Bloody__Potato

Chapter 144: Father! (5)

Chapter 144: Father! (5)


A woman passes me then, naked, her shoulders hunched in shame. My gaze flickers and falters again.


Nothing stirs. Not desire, not even the old familiar ache of wanting.


I think of things that would have once lit a fire in me, thoughts of bodies, of heat, of lust—yet nothing rises. Not even shame sharpens my face—only silence.


Stopping again at another railing, my arms lean against the stone, and I stare down at the street below. New faces, but the same story. Hunger, exhaustion, and struggle.


What am I even doing? My eyes drift lower, to the stage itself—a drop of three meters. If I fell, it would hurt, but not kill me. Then upward, to the bridge above, another three meters high, stretching across in tangled lines.


The highest layer I can see towers several dozen meters above, close to where the crystals burn brightest. The entire place folds in on itself, like some fever dream, a nightmare that pretends to be reality.


No. No such thoughts. I grit my teeth. Not after everything. Not after what I’ve survived. I need to return. I need to find a way back to my family. To my sister. My mother. My father.


The thought cracks me open. Suddenly, without warning, a tear slips down my cheek. I turn my head, and the tear slides sideways, blurring my vision. And in that blur, I see him.


An older man, fully clothed. His face hidden by a hood, but I know. I know the wrinkles, the short mustache, the streaks of grey hair at his temples. I know the jaw as wide as my palm, the scar running across his cheek. I know it because I was the one who cut it, long ago, a knife slipping in my child’s hand in the kitchen.


This man looks like my father.


My chest tightens, but before I can move, before I can call out, he turns away. He walks on, never once looking at me.


“Father?” I whisper, too quietly, his clothed silhouette already vanishing into the crowd, though he stands in sharp contrast to the mass of naked bodies. This time, I run. Faster than I’ve ever moved. “Father!”


My scream tears out of me, raw, my heart hammering against my ribs. My body is shoved from every side, crushed by a tide of flesh in this narrow passage that forms out of nowhere, as though the labyrinth itself wishes to drown me.

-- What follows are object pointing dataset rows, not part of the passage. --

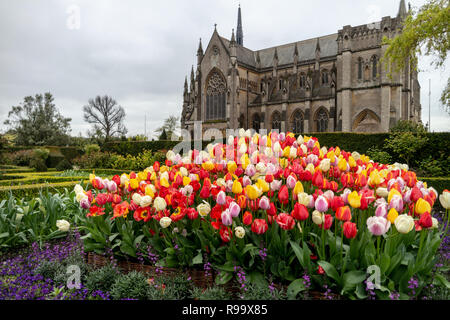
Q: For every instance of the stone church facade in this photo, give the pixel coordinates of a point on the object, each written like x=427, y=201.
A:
x=332, y=83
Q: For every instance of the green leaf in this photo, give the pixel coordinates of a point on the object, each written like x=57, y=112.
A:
x=352, y=278
x=224, y=277
x=330, y=270
x=198, y=258
x=294, y=288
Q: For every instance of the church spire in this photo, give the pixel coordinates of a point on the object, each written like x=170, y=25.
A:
x=239, y=33
x=401, y=9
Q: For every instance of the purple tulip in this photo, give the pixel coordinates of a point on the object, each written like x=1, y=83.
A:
x=321, y=204
x=221, y=198
x=264, y=203
x=227, y=219
x=234, y=209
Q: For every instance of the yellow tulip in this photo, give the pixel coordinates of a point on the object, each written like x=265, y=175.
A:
x=354, y=199
x=393, y=192
x=231, y=166
x=298, y=188
x=342, y=164
x=134, y=183
x=392, y=215
x=251, y=192
x=263, y=185
x=237, y=187
x=422, y=206
x=186, y=181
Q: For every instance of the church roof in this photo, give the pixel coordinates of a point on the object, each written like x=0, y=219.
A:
x=285, y=52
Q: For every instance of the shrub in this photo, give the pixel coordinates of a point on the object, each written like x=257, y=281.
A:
x=38, y=164
x=168, y=287
x=212, y=293
x=262, y=292
x=63, y=165
x=133, y=285
x=378, y=155
x=41, y=153
x=91, y=148
x=102, y=279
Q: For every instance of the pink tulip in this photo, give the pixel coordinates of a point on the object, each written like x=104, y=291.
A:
x=264, y=203
x=378, y=225
x=321, y=204
x=234, y=209
x=290, y=182
x=381, y=210
x=227, y=219
x=396, y=203
x=221, y=198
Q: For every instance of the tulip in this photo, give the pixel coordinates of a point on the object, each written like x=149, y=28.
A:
x=378, y=225
x=247, y=219
x=239, y=232
x=259, y=226
x=264, y=203
x=204, y=209
x=392, y=215
x=321, y=204
x=226, y=218
x=354, y=200
x=221, y=198
x=404, y=223
x=285, y=221
x=344, y=213
x=444, y=199
x=350, y=230
x=159, y=204
x=381, y=210
x=234, y=209
x=300, y=212
x=422, y=206
x=425, y=220
x=165, y=222
x=283, y=195
x=317, y=217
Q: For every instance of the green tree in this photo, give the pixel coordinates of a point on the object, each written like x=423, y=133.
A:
x=37, y=121
x=171, y=124
x=106, y=116
x=425, y=31
x=406, y=139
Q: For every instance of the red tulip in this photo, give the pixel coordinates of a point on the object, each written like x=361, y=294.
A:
x=350, y=230
x=425, y=220
x=344, y=213
x=259, y=226
x=285, y=221
x=283, y=195
x=300, y=212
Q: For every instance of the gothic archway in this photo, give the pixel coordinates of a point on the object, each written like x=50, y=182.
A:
x=215, y=96
x=297, y=121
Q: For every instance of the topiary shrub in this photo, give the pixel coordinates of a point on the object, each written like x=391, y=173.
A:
x=133, y=285
x=63, y=165
x=212, y=293
x=102, y=279
x=38, y=164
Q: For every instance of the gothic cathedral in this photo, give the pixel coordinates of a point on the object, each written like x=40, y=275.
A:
x=332, y=83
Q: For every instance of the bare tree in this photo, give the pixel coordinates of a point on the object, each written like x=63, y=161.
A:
x=106, y=116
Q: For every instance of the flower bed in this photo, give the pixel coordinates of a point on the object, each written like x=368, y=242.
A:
x=278, y=208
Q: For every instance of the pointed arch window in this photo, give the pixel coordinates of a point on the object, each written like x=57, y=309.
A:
x=297, y=122
x=374, y=66
x=359, y=68
x=276, y=121
x=215, y=97
x=322, y=120
x=256, y=122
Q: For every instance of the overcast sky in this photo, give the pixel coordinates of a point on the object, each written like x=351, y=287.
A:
x=139, y=52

Still, I push forward. I claw through gaps, wedge myself between limbs, crawl beneath hairy legs, my head struck again and again by knees and feet. For half a minute, I drag myself forward, choking on the dust, until finally the pressure eases enough for me to rise.

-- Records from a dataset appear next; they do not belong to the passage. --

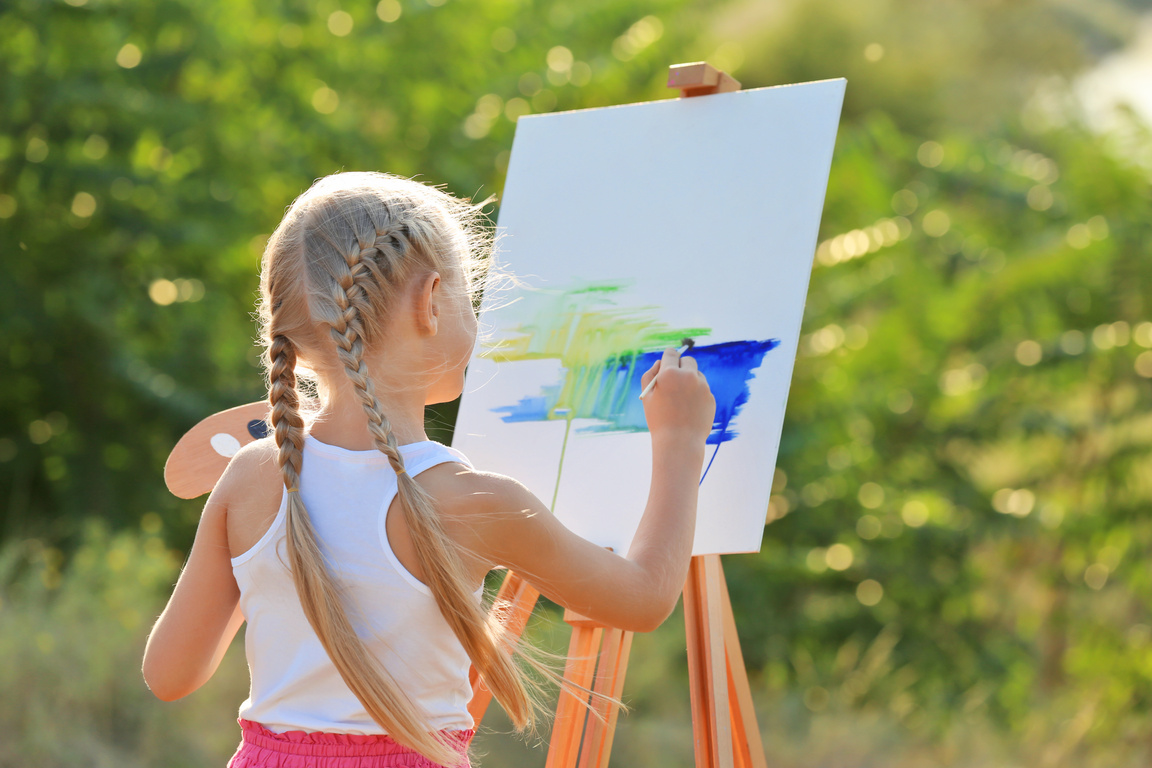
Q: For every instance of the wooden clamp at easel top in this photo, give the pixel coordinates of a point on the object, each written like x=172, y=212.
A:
x=700, y=78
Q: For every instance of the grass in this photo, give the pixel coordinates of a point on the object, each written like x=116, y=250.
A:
x=72, y=637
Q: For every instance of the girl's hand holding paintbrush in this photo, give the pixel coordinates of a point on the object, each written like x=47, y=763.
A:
x=677, y=402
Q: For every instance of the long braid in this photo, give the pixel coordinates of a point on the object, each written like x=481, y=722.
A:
x=478, y=632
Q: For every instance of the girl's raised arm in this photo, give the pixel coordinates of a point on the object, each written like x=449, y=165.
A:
x=203, y=615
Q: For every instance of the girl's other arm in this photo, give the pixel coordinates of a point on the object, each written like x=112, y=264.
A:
x=196, y=628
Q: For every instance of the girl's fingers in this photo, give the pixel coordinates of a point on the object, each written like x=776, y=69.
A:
x=650, y=374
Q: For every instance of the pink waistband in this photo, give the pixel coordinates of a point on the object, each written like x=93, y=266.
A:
x=335, y=746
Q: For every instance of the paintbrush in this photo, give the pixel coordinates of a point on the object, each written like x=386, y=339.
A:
x=684, y=346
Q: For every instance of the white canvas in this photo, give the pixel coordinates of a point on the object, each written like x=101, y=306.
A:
x=682, y=214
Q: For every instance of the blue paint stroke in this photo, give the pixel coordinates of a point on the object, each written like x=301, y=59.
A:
x=611, y=390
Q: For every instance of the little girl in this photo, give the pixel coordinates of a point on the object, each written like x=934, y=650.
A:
x=354, y=546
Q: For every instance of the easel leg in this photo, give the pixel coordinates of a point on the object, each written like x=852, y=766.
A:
x=707, y=663
x=609, y=681
x=749, y=749
x=570, y=711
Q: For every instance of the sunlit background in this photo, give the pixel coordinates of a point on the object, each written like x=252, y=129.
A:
x=956, y=565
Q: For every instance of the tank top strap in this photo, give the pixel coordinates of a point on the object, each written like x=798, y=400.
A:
x=426, y=455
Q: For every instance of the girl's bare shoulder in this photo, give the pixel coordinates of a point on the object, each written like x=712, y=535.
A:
x=249, y=494
x=467, y=493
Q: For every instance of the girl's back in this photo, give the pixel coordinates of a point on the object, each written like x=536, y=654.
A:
x=294, y=685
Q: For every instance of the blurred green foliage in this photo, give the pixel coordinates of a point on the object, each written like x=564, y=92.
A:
x=960, y=525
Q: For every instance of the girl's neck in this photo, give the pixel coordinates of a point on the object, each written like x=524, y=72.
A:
x=342, y=421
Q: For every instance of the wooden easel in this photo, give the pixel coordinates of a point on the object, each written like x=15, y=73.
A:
x=724, y=721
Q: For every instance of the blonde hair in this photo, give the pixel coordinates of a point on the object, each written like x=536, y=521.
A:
x=330, y=274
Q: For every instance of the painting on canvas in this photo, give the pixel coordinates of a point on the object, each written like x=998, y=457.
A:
x=629, y=229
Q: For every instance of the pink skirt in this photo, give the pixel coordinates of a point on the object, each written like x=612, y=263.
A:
x=263, y=749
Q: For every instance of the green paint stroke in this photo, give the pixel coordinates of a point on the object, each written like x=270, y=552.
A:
x=588, y=333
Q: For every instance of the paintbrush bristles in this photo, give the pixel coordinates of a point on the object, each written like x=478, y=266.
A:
x=684, y=346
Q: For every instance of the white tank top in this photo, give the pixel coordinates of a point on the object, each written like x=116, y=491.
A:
x=294, y=685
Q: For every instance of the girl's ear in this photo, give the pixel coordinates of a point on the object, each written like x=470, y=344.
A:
x=427, y=303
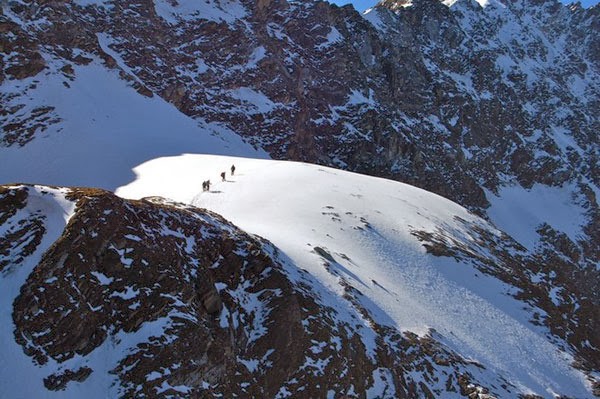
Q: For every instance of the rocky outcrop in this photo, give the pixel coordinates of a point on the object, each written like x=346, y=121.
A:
x=184, y=303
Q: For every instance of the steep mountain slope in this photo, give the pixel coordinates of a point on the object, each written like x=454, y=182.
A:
x=463, y=99
x=347, y=289
x=491, y=104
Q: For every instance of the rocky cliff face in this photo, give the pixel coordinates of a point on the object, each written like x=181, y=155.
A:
x=450, y=96
x=158, y=299
x=454, y=97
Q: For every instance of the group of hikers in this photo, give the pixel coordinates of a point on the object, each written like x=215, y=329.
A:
x=206, y=184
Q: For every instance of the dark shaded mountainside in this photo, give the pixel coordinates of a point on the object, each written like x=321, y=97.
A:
x=153, y=298
x=453, y=97
x=168, y=300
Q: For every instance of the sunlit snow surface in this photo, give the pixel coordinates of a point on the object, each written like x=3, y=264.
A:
x=365, y=224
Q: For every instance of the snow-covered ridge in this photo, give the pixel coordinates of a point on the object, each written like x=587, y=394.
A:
x=363, y=227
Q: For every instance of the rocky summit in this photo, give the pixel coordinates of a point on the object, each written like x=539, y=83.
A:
x=491, y=104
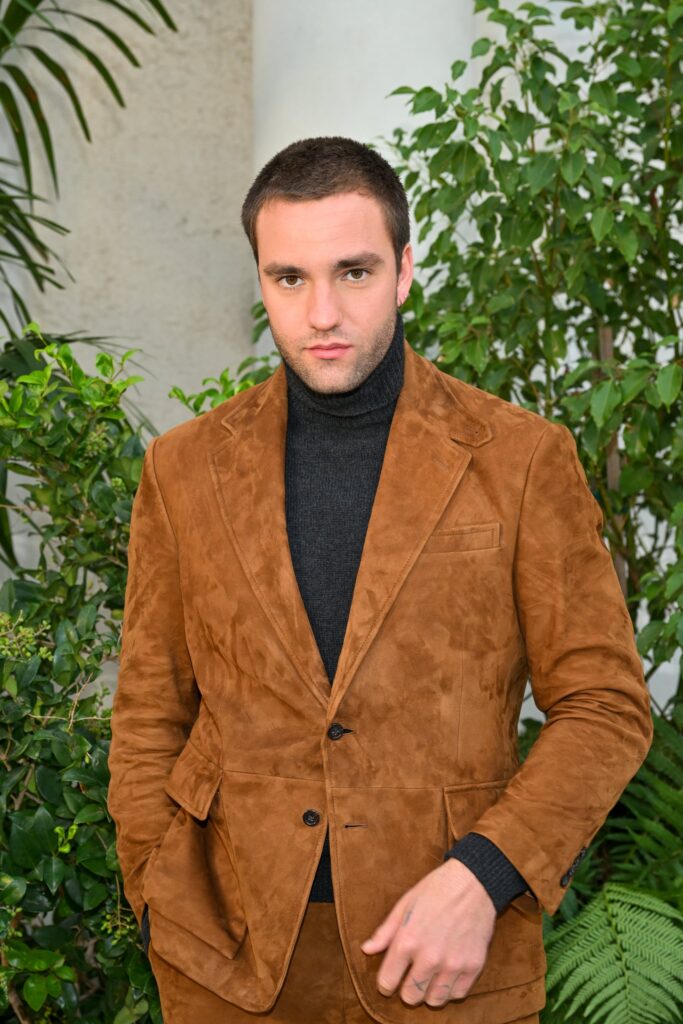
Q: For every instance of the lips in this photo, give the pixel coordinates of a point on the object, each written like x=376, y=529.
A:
x=329, y=351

I lift my eyes—and there. Higher up, on the next stage, I see him. My father. It’s actually him.


My gaze locks on him, devouring every movement, my teeth clenching so hard it’s as though I’m reliving the pain of when they took my manhood.


He should be at home, far from this cursed place, not enslaved in a labyrinth bigger than my home. He should not be here—yet he is. Right in front of me, if only a stage upward.

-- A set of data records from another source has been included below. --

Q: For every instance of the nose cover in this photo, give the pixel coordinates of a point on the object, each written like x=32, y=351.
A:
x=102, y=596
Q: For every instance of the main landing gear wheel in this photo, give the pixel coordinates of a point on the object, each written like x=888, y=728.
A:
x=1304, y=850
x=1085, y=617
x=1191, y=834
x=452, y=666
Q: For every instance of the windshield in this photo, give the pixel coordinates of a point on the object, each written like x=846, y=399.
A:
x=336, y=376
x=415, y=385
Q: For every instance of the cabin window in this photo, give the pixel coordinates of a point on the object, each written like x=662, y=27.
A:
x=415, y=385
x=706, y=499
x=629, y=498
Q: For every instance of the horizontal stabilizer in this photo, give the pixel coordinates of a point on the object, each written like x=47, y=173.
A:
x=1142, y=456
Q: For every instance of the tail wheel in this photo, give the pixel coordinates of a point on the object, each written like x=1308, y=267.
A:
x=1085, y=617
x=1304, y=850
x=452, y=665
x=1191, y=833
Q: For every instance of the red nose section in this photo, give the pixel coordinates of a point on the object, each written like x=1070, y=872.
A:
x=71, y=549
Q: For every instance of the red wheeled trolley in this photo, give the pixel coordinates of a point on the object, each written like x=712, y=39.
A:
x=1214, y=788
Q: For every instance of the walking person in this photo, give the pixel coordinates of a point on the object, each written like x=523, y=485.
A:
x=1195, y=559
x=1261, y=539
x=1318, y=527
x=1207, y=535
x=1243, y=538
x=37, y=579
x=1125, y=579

Cursing under my breath, I force myself through the thinning crowd below; my body twists and writhes, every step desperate. An alley appears, narrow and dark, leading to a stairway rising to the higher stage.


Throwing myself at it, I claw upwards, my lungs starting to burn.


“Father!” My voice rips from me, fury spilling out, echoing against the stone.


People turn their eyes sharply and suspiciously, but I don’t care. The walls of the alley close in, heavy, oppressive, and then I burst free onto the higher level.


There he is—twenty or thirty meters away, his hood pulled low over his head as he weaves past clothed figures, more and more of them as the crowd thickens.